P-Value Results in Plain Language
It's one thing to keep all of this straight if you're doing data analysis and statistics all the time. It's another thing if you're only analyze data occasionally, and need to do many other things in between—like most of us. "Use it or lose it" is certainly true about statistical knowledge, which could well be another factor that contributes to misinterpreted p-values.
If you're leery of that happening to you, a good way to avoid that possibility is to use the Assistant in Minitab to perform your analyses. If you haven't used it yet, the Assistant menu guides you through your analysis from start to finish. The dialog boxes and output are all in plain language, so it's easy to figure out what you need to do and what the results mean, even if it's been a while since your last analysis. (But even expert statisticians tell us they like using the Assistant because the output is so clear and easy to understand, regardless of an audience's statistical background.)
So let's redo the analysis above using the Assistant, to see what that output looks like and how it can help you avoid misinterpreting your results—or having them be misunderstood by others!
Start by selecting Assistant > Hypothesis Test... from the Minitab menu. Note that a window pops up to explain exactly what a hypothesis test does.
The Assistant asks what we're trying to do, and gives us three options to choose from.
We know we want to compare a sample from Line A with a sample from Line B, but what if we can't remember which of the 5 available tests is the appropriate one in this situation? We can get guidance by clicking "Help Me Choose."

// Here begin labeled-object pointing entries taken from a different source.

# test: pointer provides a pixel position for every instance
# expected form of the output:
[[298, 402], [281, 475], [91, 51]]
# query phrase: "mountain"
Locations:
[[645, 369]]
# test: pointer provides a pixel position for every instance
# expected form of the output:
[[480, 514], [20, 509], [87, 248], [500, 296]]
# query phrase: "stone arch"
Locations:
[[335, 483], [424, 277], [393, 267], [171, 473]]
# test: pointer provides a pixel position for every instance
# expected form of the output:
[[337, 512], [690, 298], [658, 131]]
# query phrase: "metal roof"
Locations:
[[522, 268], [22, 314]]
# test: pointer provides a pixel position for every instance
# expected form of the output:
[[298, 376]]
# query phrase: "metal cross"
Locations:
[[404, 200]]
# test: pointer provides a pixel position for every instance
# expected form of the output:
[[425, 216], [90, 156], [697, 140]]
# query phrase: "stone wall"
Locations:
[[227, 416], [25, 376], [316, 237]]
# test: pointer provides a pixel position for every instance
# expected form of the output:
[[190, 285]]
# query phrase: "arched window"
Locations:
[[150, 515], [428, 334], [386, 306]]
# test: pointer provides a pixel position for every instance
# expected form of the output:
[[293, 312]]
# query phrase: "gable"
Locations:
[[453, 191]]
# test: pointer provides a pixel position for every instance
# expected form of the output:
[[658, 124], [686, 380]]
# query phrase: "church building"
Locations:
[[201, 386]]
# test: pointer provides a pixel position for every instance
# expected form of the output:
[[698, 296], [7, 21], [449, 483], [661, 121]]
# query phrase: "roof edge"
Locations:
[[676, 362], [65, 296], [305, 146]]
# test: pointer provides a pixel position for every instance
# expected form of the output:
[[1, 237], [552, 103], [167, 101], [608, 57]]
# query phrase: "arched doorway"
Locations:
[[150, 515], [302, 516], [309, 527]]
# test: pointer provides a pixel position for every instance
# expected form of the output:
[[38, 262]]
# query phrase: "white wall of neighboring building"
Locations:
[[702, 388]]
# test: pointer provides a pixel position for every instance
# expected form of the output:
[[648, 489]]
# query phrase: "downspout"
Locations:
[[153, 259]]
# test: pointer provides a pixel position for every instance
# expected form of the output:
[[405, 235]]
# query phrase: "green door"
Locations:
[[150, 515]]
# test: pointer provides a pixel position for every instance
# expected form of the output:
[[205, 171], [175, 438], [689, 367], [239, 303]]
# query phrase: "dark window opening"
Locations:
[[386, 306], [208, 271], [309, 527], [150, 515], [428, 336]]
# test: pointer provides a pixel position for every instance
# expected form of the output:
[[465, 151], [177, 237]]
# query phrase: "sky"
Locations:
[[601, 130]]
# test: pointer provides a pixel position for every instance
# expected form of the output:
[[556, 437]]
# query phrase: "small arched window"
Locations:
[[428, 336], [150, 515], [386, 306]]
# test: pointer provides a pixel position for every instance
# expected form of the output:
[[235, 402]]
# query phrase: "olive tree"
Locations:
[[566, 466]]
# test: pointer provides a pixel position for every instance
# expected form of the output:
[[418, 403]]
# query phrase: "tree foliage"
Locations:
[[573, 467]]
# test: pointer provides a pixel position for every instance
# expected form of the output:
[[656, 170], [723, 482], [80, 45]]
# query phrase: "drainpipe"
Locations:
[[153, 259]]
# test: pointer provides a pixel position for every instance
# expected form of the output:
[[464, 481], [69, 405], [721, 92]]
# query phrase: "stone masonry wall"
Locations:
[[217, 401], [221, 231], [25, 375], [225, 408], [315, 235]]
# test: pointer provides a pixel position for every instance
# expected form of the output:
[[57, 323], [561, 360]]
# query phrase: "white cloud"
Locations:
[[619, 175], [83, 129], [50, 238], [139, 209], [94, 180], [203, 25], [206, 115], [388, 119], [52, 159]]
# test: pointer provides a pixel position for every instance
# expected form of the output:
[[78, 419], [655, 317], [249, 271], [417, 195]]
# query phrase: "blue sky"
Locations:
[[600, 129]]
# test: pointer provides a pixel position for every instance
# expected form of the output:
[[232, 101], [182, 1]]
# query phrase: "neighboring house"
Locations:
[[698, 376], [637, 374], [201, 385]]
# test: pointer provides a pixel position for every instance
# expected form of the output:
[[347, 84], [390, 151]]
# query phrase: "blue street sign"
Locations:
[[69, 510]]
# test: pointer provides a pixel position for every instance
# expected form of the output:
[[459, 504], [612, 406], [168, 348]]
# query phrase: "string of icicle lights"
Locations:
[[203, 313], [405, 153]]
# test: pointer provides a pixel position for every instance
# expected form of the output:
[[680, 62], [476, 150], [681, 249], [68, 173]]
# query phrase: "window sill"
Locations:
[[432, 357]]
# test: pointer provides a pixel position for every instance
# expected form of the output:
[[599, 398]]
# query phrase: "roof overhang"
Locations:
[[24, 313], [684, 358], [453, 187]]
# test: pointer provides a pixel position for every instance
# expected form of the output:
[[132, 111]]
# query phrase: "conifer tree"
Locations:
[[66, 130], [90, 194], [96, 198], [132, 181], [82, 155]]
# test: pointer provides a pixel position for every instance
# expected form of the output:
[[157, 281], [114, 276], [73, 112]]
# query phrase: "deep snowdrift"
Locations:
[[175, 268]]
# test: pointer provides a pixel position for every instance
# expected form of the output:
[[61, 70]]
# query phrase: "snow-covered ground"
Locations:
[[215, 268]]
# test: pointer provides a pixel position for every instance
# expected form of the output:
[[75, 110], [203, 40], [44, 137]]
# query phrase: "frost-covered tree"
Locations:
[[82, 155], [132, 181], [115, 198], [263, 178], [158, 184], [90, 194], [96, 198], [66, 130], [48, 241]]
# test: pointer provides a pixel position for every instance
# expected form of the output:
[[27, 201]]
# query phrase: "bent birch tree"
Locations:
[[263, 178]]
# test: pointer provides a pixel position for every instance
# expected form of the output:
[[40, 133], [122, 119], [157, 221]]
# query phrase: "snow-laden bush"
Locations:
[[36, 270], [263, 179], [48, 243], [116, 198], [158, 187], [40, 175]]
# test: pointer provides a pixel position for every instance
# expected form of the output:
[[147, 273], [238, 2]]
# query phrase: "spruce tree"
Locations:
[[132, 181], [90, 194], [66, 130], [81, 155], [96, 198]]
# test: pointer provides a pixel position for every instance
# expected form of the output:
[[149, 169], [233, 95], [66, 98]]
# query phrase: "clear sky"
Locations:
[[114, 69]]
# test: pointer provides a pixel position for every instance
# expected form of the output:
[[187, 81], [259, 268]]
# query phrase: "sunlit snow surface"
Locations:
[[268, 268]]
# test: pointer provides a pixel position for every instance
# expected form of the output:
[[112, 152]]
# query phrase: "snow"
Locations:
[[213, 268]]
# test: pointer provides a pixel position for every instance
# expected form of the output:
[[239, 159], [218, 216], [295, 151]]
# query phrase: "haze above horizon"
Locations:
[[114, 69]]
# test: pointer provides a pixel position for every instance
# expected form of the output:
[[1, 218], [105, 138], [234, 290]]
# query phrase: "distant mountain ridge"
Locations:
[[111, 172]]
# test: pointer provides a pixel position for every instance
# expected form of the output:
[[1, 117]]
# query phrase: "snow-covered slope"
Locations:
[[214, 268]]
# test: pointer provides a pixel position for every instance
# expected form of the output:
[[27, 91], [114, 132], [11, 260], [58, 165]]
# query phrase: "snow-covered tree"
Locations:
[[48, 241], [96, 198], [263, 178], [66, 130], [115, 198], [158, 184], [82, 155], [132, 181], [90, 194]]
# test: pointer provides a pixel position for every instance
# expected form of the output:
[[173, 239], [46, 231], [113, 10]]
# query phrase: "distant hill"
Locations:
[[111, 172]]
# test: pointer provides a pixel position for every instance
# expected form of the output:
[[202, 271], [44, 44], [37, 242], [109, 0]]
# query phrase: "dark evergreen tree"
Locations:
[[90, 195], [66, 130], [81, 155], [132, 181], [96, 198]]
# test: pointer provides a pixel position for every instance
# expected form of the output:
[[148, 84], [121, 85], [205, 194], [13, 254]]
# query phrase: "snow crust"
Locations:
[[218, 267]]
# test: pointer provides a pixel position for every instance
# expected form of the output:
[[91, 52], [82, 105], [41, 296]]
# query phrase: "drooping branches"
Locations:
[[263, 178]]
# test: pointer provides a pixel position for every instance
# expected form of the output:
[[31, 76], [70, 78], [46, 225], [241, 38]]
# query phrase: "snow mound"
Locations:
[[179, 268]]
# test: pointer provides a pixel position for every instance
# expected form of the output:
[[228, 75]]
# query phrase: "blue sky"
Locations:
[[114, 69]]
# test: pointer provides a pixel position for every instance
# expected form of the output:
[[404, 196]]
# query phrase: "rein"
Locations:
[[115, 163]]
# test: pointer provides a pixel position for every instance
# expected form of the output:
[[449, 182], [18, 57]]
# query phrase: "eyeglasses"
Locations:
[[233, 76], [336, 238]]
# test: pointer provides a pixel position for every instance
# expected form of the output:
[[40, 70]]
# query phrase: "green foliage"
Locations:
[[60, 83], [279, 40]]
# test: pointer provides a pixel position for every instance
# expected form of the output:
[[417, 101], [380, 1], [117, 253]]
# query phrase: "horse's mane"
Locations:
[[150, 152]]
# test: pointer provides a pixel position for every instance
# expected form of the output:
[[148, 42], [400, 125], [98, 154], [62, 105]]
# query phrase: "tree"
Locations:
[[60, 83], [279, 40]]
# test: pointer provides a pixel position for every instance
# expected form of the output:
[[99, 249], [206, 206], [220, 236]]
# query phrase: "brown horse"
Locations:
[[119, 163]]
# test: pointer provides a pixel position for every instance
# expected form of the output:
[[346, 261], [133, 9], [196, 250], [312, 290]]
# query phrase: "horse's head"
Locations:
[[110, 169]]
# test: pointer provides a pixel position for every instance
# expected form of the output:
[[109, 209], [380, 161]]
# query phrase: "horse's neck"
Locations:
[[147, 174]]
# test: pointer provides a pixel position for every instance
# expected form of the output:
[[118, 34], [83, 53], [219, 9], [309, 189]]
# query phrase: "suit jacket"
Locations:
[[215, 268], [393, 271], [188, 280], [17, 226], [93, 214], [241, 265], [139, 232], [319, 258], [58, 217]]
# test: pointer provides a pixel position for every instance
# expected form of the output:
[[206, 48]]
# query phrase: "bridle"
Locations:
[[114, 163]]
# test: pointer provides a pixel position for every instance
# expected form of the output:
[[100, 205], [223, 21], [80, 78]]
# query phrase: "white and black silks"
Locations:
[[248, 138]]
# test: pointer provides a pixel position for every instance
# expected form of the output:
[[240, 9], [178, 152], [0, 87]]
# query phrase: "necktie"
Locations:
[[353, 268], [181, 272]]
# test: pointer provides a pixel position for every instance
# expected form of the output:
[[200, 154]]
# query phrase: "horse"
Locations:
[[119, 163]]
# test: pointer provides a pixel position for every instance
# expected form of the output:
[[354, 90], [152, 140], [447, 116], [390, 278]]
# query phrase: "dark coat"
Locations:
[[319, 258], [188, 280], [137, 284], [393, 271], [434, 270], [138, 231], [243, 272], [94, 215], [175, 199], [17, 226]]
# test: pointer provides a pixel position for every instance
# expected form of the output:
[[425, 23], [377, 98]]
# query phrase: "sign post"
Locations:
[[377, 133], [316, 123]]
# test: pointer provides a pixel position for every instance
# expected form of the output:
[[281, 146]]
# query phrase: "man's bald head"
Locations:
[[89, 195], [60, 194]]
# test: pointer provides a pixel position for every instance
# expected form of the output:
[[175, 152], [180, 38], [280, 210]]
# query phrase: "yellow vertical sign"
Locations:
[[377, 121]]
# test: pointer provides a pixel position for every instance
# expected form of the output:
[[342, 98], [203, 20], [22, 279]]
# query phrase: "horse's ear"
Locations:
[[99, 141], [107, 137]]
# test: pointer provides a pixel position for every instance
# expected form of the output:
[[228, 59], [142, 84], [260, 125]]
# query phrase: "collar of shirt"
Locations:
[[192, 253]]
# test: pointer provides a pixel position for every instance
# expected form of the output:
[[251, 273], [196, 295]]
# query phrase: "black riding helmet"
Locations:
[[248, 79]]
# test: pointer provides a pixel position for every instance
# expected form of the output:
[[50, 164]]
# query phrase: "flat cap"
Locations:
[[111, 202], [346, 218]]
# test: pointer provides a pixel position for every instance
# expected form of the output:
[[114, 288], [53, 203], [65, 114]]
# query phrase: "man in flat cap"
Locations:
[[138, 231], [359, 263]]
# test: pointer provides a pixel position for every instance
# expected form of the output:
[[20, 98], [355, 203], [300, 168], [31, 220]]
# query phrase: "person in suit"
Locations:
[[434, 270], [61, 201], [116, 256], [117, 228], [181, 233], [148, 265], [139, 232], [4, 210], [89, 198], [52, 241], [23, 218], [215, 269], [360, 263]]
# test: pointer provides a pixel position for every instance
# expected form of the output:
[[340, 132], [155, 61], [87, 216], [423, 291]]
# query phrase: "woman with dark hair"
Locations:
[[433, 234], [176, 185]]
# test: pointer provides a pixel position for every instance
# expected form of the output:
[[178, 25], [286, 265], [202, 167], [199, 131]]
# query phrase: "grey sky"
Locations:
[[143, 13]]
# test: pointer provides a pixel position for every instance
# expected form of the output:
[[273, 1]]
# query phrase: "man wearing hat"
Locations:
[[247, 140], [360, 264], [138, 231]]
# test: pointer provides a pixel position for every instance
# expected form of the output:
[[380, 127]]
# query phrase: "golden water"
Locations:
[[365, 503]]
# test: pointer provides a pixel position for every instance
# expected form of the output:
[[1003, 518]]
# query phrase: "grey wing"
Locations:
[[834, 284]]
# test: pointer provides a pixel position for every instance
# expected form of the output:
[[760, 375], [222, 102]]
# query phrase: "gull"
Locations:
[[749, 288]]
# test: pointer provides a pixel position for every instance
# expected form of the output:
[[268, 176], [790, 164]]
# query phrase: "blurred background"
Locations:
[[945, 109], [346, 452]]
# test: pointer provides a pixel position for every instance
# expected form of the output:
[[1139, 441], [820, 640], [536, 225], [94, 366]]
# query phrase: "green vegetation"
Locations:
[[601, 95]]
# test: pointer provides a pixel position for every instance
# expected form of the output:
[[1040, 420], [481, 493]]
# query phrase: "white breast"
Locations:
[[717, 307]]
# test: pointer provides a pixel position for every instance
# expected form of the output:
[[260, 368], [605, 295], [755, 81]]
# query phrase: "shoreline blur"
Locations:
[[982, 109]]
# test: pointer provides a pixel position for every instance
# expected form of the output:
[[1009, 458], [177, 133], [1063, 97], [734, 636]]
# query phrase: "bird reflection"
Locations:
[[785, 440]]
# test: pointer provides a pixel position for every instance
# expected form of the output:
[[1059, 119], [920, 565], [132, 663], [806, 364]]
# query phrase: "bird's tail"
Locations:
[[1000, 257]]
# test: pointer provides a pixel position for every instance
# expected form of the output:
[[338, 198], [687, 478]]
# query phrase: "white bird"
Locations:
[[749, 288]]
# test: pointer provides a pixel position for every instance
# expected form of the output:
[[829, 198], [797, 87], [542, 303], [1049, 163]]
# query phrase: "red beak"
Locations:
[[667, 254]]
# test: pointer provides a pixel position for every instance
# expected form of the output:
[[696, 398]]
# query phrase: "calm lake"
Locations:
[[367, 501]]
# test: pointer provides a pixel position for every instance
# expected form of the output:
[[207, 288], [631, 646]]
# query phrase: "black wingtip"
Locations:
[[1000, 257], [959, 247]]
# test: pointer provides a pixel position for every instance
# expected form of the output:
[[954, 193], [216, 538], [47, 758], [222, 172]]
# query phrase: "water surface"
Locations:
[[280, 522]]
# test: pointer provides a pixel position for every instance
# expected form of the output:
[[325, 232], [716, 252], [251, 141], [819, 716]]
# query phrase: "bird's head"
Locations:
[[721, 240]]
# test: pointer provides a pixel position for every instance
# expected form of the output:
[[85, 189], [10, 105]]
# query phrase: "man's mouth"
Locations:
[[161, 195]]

The choices on the diagram direct us to the appropriate test. In this case, we choose continuous data instead of attribute (and even if we'd forgotten the difference, clicking on the diamond would explain it). We're comparing two means instead of two standard deviations, and we're measuring two different sets of items since our boxes came from different production lines.
Now we know what test to use, but suppose you want to make sure you don't miss anything that's important about the test, like requirements that must be met? Click the "more..." link and you'll get those details.
Now we can proceed to the Assistant's dialog box. Again, statistical jargon is minimized and everything is put in straightforward language. We just need to answer a few questions, as shown. Note that the Assistant even lets us tell it how big a difference needs to be for us to consider it practically important. In this case, we'll enter 2 ounces.
When we press OK, the Assistant performs the t-test and delivers three reports. The first of these is a summary report, which includes summary statistics, confidence intervals, histograms of both samples, and more. And interpreting the results couldn't be more straightforward than what we see in the top left quadrant of the diagram. In response to the question, "Do the means differ?" we can see that p-value of 0.029 marked on the bar, very far toward the "Yes" end of the scale.
Next is the Diagnostic Report, which provides additional information about the test.
In addition to letting us check for outliers, the diagnostic report shows us the size of the observed difference, as well as the chances that our test could detect a practically significant difference of 2 oz.
The final piece of output the Assistant provides is the report card, which flags any problems or concerns about the test that we would need to be aware of. In this case, all of the boxes are green and checked (instead of red and x'ed).
When you're not doing statistics all the time, the Assistant makes it a breeze to find the right analysis for your situation and to make sure you interpret your results the right way. Using it is a great way to make sure you're not attaching too much, or too little, importance on the results of your analyses.